While social media can be polarizing, the news we get from face-to-face contact can have the same effect. Many of us engage with like-minded individuals who share our views. This hinders our news consumption and restricts the information we are being exposed to.

Considering my news consumption, I stick to social media, although I may hear about things from face-to-face contact. One of the most dramatic news events recently happened on January 6 when the Capitol building was stormed. I remember sitting in my room and hearing my boyfriend ask me if I saw what was happening. Rather than asking him for more information, I immediately took to social media to find out what people were saying about the situation.

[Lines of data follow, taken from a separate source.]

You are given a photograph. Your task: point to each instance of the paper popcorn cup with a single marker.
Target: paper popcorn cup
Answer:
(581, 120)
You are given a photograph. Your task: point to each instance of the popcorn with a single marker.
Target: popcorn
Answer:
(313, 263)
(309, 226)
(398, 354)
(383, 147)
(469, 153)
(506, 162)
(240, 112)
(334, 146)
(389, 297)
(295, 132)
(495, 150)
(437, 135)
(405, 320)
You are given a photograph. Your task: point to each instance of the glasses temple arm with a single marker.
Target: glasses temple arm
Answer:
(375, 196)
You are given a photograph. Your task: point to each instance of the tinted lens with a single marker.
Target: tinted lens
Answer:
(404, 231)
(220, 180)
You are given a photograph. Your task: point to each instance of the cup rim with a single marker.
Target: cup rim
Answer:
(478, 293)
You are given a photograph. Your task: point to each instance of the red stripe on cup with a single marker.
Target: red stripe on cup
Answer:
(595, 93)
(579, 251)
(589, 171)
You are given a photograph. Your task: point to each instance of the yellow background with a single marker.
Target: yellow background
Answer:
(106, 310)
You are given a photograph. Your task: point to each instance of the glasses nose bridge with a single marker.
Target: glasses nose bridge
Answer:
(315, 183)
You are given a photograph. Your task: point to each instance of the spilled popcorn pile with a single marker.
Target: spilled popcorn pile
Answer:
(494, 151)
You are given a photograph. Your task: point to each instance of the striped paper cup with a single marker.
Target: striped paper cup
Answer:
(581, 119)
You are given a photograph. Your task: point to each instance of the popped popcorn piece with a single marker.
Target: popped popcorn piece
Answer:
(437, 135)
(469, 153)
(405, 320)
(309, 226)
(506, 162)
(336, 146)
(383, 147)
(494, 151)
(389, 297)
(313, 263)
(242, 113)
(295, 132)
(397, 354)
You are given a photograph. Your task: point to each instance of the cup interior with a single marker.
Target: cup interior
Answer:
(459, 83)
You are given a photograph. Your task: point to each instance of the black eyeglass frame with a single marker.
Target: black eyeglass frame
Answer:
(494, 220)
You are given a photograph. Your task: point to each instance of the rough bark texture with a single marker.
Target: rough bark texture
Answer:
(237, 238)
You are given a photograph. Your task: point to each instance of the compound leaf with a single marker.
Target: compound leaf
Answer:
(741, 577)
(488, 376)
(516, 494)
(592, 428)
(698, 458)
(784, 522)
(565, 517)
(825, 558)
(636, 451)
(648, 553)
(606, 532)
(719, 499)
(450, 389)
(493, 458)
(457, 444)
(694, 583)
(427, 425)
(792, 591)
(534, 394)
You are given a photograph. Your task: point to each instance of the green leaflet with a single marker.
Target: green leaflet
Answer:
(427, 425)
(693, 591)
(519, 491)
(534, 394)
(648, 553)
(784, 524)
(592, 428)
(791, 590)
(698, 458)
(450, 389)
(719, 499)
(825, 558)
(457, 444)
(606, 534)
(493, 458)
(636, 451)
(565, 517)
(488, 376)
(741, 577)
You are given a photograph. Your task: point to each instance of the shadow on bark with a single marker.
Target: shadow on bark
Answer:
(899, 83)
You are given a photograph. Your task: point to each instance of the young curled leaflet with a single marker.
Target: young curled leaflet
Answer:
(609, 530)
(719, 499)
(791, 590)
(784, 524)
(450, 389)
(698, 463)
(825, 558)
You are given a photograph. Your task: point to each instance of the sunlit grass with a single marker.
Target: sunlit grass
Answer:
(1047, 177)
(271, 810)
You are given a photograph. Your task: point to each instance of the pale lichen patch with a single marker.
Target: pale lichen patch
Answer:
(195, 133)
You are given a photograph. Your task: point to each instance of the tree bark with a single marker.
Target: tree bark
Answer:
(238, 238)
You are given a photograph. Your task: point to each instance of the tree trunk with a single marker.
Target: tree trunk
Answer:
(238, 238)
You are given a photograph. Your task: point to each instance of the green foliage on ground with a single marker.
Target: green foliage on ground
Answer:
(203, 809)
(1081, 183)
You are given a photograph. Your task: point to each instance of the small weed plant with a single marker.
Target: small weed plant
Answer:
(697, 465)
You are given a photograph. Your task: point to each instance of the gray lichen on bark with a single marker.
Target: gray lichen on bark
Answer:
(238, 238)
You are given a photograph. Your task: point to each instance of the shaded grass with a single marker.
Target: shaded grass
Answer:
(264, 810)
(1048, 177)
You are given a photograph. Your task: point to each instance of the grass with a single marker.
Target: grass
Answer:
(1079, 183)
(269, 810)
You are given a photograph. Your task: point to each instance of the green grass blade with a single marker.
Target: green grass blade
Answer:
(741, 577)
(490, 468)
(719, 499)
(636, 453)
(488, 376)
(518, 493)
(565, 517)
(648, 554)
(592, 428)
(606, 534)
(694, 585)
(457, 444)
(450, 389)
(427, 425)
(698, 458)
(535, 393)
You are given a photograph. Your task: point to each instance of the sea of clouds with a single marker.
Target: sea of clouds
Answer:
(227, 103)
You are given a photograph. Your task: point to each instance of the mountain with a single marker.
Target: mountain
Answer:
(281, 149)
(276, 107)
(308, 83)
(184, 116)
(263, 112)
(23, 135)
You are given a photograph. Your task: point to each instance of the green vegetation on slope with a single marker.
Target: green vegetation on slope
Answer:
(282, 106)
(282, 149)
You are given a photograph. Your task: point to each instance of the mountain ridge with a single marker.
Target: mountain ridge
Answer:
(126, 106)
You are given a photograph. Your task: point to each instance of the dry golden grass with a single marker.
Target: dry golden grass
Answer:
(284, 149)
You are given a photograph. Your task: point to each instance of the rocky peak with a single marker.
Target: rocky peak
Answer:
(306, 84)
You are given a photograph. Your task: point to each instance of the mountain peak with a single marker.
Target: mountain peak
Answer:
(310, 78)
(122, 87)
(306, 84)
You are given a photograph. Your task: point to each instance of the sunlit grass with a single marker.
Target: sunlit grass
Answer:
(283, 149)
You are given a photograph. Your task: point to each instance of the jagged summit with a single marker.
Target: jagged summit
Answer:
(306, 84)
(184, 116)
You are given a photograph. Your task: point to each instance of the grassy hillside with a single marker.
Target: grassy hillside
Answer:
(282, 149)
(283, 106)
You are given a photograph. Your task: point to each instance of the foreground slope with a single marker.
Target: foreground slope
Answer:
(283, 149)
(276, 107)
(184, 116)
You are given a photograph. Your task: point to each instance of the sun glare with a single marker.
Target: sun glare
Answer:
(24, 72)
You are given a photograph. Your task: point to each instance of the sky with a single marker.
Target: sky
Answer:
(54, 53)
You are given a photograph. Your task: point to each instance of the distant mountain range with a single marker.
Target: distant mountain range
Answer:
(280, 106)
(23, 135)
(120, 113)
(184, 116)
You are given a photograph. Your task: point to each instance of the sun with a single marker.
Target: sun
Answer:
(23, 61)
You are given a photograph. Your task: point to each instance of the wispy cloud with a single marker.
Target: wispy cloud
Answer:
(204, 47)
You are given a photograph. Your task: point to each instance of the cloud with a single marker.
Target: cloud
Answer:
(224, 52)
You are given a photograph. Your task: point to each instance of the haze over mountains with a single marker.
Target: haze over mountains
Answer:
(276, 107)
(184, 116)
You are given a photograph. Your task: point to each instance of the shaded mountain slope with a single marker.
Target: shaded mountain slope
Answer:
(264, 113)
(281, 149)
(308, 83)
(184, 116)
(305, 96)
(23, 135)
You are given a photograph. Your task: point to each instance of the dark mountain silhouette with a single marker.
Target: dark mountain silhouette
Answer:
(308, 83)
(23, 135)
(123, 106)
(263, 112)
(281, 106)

One upside to getting information from social media comes from being able to follow multiple mainstream news sources on one platform. Twitter gives me updates from an array of news sites allowing me to see a colorful exchange of information. As the world is becoming more technologically dependant, we will continue to see the exchange of news on social media. As long as we expose ourselves to multiple platforms, we can be informed and enlightened rather than polarized and misguided.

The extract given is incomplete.